History of the Winter Olympics
The Winter Olympic Games are an event under the umbrella of the International Olympic Committee and were created by the International Olympic Committee in 1925. They are held like the Summer Olympics every four years. In these games some sports are practiced both on ice and on snow and in reality, they are very few compared to those of summer. The sports with which the competition began at the beginning of the 20th century were:
- Cross-country skiing
- Speed skating
- Figure Skating
- Ice Hockey
- Bobsleigh
- Nordic Combination
- Ski jumping
There are currently other sports that are very attractive, although they may look a little strange in our country because they are not very well known they are hilarious and worth investigating and are the following:
- Luge
- Speed skating on the short track
- Curling
- Acrobatic skiing
- Bandy
However, it is necessary to go back a bit in history and understand the origin of these Games-sport that you must recognize to a man lover of the sport and passion for sharing with the athletes of the world, overcoming the effort of achieving goals on the ice and the snow. History leads us to approach General Viktor Gustaf Balck, who was a Swedish army officer and had also been part of the founding group of the International Olympic Committee in 1894 and was, therefore, a member of this organization.
General Balck had organized the first Nordic Games in Sweden in 1901, 1903 and 1905 (every three years). He then decided to continue celebrating them every four years until 1926. Because that was one of the personal friends of Pierre de Freddy, Baron de Coubertin influenced a lot to the inclusion of winter sports in the Olympic Games there at the beginning of the TWENTIETH Century were carried out competitions of figure Skating (1908).
Winter sports were beginning to take on a lot of strength, and there was an increasing interest in including them in the Summer Olympics program, a somewhat contradictory situation that put in difficulties even the organizers of the Stockholm games in 1912, but which was further aggravated by the grim appearance of the First World War.
It would then be a decade later during the International Olympic Committee Congress in 1921 that a proposal would be acceptable to include in the organization of the Paris 1924 Olympic Games, the celebration of an” International Winter Sports Week ” sponsored by the IOC that took place in Chamonix with a resounding success and enthusiasm of all participants and attendees.
The story goes that more than 200 athletes from 16 countries competed on that occasion and that only 15 women were participating in the figure skating competition and witnessing how Finland and Norway prevailed in the contests.
It would be in 1925 during a session of the IOC that the “International Winter Sports Week” would be recognized as the first edition of the Winter Olympics and that official approval would be given to continue organizing every four years only interrupted by the Second World War for eight years. It would be until 1948 that the games would resume in Saint Moritz, a Swiss commune located in the canton of Graubünden.
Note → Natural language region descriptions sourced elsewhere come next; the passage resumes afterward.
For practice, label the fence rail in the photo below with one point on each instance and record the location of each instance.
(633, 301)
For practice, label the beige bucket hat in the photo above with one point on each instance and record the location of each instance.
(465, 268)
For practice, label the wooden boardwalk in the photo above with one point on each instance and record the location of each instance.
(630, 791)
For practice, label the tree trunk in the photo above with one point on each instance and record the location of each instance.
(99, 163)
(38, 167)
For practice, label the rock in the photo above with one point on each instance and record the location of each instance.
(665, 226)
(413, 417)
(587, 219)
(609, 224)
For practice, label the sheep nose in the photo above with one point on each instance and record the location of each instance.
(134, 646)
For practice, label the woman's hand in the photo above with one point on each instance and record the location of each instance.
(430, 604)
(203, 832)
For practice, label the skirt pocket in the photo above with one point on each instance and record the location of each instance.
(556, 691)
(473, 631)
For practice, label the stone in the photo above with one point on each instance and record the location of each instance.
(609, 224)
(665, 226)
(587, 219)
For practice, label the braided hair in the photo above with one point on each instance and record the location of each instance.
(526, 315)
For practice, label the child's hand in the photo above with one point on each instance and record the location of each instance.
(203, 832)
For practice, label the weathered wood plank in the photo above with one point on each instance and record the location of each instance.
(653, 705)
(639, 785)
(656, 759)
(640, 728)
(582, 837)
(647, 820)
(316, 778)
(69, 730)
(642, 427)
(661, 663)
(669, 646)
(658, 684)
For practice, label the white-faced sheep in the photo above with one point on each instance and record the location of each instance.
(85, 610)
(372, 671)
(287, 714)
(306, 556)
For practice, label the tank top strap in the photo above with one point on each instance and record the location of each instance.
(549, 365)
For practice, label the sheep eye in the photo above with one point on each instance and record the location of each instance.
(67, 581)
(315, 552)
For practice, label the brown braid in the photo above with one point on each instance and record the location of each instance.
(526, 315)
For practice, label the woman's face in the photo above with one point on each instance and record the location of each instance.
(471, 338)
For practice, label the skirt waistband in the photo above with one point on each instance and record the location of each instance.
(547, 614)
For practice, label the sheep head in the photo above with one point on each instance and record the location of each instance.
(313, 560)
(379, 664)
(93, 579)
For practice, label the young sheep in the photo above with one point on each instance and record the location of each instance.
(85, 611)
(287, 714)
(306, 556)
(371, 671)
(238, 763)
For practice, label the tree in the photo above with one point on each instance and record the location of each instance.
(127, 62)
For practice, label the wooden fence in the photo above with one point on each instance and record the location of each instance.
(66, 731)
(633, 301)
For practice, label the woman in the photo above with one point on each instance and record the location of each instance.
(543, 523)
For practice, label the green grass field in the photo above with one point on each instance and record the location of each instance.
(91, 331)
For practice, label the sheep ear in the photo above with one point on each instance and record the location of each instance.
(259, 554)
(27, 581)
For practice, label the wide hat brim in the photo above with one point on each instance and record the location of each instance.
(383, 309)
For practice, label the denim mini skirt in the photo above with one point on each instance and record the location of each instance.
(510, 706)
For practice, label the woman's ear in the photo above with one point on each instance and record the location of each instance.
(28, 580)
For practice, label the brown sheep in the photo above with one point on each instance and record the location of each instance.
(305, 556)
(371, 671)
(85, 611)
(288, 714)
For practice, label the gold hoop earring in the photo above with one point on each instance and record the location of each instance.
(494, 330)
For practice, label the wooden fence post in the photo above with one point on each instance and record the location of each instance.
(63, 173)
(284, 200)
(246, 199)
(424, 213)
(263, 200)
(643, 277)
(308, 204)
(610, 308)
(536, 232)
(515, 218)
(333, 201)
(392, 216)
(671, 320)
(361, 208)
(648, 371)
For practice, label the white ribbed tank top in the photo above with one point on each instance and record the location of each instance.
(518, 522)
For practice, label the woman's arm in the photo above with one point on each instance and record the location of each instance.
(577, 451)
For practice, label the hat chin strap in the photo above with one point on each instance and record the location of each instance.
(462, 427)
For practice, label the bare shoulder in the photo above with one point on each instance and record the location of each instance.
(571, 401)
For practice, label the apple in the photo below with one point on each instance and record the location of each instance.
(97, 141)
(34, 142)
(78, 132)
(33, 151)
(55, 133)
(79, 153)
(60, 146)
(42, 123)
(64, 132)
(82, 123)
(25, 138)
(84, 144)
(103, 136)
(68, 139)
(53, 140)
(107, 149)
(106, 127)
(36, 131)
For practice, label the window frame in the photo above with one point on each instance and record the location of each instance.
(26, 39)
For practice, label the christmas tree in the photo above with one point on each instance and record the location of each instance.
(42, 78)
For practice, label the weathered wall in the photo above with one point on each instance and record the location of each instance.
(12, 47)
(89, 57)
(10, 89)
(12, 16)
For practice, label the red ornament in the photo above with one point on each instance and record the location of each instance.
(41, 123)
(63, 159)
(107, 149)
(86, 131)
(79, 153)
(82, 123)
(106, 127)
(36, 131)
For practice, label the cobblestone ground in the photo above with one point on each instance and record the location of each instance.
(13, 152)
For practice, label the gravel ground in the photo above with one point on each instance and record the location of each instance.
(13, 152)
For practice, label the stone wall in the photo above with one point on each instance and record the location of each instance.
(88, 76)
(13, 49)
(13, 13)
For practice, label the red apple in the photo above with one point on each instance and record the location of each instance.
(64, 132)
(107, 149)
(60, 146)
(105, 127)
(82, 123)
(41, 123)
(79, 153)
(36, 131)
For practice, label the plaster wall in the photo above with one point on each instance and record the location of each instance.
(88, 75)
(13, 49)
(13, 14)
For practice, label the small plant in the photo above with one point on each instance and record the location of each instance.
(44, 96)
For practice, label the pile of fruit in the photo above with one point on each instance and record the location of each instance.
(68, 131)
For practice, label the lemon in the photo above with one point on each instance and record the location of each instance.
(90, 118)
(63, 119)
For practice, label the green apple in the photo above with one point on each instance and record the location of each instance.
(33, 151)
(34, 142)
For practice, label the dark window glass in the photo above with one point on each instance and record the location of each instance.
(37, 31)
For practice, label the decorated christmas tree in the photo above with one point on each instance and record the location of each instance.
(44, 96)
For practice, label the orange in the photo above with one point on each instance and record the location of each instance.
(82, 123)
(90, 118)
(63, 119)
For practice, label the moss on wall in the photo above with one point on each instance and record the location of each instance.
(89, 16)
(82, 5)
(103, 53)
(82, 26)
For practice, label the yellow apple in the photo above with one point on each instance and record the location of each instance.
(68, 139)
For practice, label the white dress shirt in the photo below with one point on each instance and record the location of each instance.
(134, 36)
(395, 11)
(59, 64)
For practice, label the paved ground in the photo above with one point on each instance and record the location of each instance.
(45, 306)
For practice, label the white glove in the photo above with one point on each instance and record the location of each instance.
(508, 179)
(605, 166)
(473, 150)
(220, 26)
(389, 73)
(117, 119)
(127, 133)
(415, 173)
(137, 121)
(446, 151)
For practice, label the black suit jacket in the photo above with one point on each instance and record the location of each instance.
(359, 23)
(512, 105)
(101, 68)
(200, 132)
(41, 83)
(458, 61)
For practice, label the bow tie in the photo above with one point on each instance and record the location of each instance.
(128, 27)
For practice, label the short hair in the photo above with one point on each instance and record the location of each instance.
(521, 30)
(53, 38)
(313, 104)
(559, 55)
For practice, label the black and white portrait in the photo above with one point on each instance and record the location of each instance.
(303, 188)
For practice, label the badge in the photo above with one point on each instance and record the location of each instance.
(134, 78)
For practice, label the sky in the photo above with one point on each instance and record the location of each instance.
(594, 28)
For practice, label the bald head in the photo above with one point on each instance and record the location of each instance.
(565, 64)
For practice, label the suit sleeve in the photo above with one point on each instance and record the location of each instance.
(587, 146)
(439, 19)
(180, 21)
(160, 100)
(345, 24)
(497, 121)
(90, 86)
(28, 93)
Until 1992 the Games were held every four years in the same year of the Summer Olympic Games. However, due to the growth of the Summer Olympic Games and all the intense activity that revolves around the organization of an event such as this, the International Olympic Committee decided to alternate the schedule of the Games and broke up the winter of the summer.
So it may seem somewhat strange chronologically speaking, but the last Winter Games alongside the Summer Games were held in Albertville 1992, and the following were held in Lillehammer in 1994. From that date, the winter and Summer Games are celebrated two years apart.